The Hush Sound's emphasis on mature, piano-driven pop makes them a rarity on the Fueled by Ramen roster, where the punk-pop sounds of Fall Out Boy and Panic at the Disco reign supreme.
With songs like "Medicine Man" and "Honey," Goodbye Blues distances the band even further from their Ramen brethren, adding shades of old-timey swing music and torch song balladry to their catalog.
Returning fans will still take comfort in the Hush Sound's usual mix of co-ed vocals and jaunty songcraft, but the group also shows a willingness to experiment that few of their labelmates possess.
With pianist/vocalist Greta Salpeter at the wheel, Goodbye Blues opens with the aptly-named "Intro," an early morning ballad that sounds destined for playback on a Victrola, before launching into the snappy "Honey." The bouncing piano chords and semi-jazzy harmonies evoke a sense of 1930s Americana, and while that feeling has mostly waned by the album's second half, it gives the album enough momentum to sustain the weaker moments on Side B.

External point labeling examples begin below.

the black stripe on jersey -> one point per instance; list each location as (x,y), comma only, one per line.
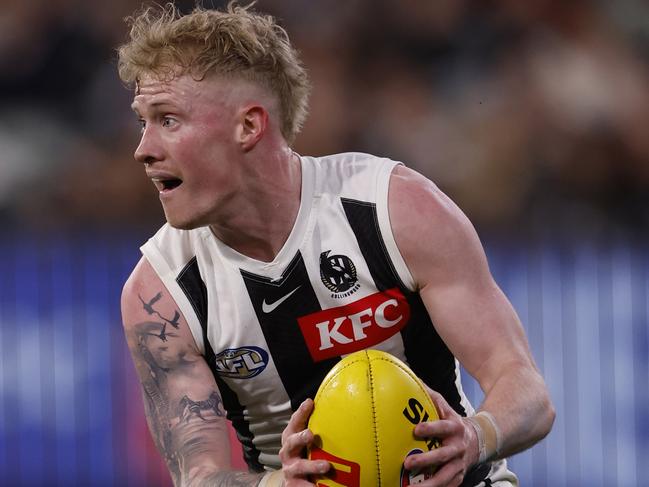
(276,308)
(192,284)
(419,336)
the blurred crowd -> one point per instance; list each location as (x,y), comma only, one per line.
(532,115)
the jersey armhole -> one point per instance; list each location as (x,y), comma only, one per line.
(168,276)
(383,213)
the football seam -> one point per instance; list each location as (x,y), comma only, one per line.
(416,379)
(374,428)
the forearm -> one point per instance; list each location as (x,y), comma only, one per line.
(521,408)
(230,478)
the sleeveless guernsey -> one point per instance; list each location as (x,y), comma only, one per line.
(270,331)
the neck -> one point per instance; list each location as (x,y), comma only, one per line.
(267,208)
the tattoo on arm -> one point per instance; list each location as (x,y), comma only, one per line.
(190,408)
(155,361)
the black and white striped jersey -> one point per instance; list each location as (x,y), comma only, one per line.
(270,331)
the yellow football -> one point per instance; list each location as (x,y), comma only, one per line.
(365,412)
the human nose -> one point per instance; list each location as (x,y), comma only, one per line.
(148,150)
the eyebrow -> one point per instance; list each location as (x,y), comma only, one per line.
(155,104)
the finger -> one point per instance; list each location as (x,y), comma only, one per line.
(447,475)
(432,458)
(303,468)
(293,445)
(438,429)
(299,418)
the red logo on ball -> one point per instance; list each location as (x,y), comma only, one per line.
(344,472)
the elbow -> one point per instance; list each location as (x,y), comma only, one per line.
(546,417)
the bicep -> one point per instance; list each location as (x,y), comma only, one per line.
(182,403)
(448,264)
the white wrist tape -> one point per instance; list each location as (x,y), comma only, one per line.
(272,479)
(489,437)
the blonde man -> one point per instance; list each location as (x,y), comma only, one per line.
(252,290)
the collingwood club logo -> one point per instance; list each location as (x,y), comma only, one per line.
(338,274)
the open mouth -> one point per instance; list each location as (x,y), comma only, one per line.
(166,185)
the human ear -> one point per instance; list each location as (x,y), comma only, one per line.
(252,127)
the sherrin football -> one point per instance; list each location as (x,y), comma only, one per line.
(365,412)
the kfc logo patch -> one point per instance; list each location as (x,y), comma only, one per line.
(355,326)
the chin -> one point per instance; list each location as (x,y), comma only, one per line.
(183,223)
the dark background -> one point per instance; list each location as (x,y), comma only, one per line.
(531,115)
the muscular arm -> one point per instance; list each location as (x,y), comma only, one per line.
(182,403)
(470,312)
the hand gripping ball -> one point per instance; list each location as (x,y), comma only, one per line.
(365,412)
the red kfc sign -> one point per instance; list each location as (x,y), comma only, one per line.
(355,326)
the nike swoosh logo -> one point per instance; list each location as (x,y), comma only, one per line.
(268,307)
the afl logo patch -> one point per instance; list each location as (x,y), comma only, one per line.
(338,274)
(241,363)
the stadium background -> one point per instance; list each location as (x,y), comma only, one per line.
(532,115)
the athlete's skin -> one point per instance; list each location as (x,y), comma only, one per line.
(220,137)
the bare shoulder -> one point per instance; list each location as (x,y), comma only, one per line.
(149,310)
(434,236)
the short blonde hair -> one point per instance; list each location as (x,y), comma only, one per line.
(235,42)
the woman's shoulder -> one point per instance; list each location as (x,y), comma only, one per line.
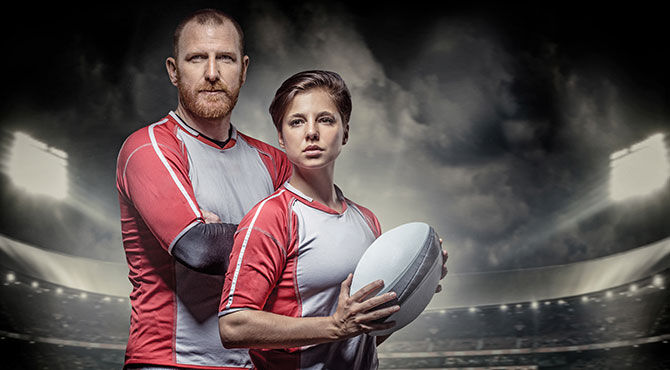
(274,207)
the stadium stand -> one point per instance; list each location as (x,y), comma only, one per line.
(54,314)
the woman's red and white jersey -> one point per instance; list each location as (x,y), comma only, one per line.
(167,173)
(290,256)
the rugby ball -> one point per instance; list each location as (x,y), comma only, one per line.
(408,259)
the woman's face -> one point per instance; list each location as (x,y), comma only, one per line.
(312,131)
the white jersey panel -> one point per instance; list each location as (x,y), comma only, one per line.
(227,182)
(330,246)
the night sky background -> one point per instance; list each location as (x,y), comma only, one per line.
(493,122)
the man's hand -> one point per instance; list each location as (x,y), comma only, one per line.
(210,217)
(445,257)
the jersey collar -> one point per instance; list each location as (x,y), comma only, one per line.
(314,204)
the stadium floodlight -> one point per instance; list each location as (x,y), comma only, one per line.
(658,281)
(36,167)
(641,169)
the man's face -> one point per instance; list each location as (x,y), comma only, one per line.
(209,70)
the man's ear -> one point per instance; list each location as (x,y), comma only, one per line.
(171,66)
(245,66)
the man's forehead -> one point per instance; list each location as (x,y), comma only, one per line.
(195,36)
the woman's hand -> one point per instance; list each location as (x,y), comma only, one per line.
(355,314)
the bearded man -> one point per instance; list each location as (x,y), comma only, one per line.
(184,184)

Most of those limitations show up in the songs helmed by guitarist Robert Morris, whose vocals are certainly competent -- particularly when flanked by the harmonies of his three bandmates, all of whom sing -- but can't claim to be as unique or as endearing as Salpeter's throaty alto.
The songwriting duties on Goodbye Blues were split, a result of the group's short-lived decision to disband, and Morris' contributions can't quite rival those of his bandmate.
With a breakup looming on the horizon in 2006, Morris and Salpeter scrambled to write their own songs, intending to use that material to launch their respective solo careers.
The Hush Sound ultimately stayed together, however, and those solo tunes became the building blocks of their third album.
So while Goodbye Blues is one of the most mature releases in recent Ramen history, it's not altogether cohesive, with Morris' songs all but banishing Salpeter's piano in favor of guitar-based progressions (and, by extension, banishing the one thing that helps the band truly stand out).
But when the bandmates are on -- when Greta Salpeter leads her boys through the sexy stomp of "The Boys Are Too Refined" and the poppy big band strains of "Medicine Man" -- they come across as the co-ed equivalent of Jack's Mannequin, which is worlds away from being the sibling band to Straylight Run.